The Barrier Island Group for the Arts, The Bailey-Matthews National Sea Shell Museum, and so much more is available to keep any visitor as busy, or as lazy, as they desire.
Where to Eat
There is no food shortage on Sanibel Island. From casual to sophisticated the island has it. Just don’t go looking for a Denny’s or an IHOP. You’ll have to leave the island for those. Once again, the Islanders aim is to preserve their hometown by controlling and limiting the number, size, and types of businesses. Wherever you eat, it’s going to be fresh, and it’s going to be scrumptious.
There are 24 seafood restaurants, five pizza-joints, six Italian places, five cafes, 44 all-American restaurants, 16 bars with over-the-top food, five pubs, and four European establishments in which to fill one’s belly.
For the very best of fine dining, Blue Coyote Supper Club or Mad Hatter Restaurant rival any top-rated dining establishment in the U.S. For a local flare try out The Sandbar or Doc Ford’s Rum Bar and Grille where renowned author Randy Wayne White can be found writing on many nights.

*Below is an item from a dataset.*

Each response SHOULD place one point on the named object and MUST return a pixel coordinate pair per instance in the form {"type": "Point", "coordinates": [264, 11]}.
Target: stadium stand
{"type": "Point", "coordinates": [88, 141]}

Cheap eats can also be found just not in the form of a Big Mac. Try Pinnochio’s or Sanibel Deli. You won’t be disappointed.
Where to Stay
Put your LaQuinta Inn card away. You won’t be earning any free-night points on this trip. Hotels on Sanibel Island are privately owned and there are no elevators going to any non-existent fifth floors. One of the more popular is West Wood Inn with Trip Advisor’s Certificate of Excellence award. The views from the veranda are magnificent.
Sundial Beach Resort & Spa is the largest hotel on the island offering up to three-bedrooms. Still, the hotel is quaint, family-friendly, and small enough to not be tripping over other guests.
There are many cottages, bungalows, and private homes for rent, some right on the beach. They are as large or small as anyone and their party of guest would require.
There is no need for sailing the seven-seas to find an island paradise when Sanibel Island, Florida is just a road trip away. If a more intimate spot for the perfect beach vacation is what you’ve been searching for, you’ve just found it.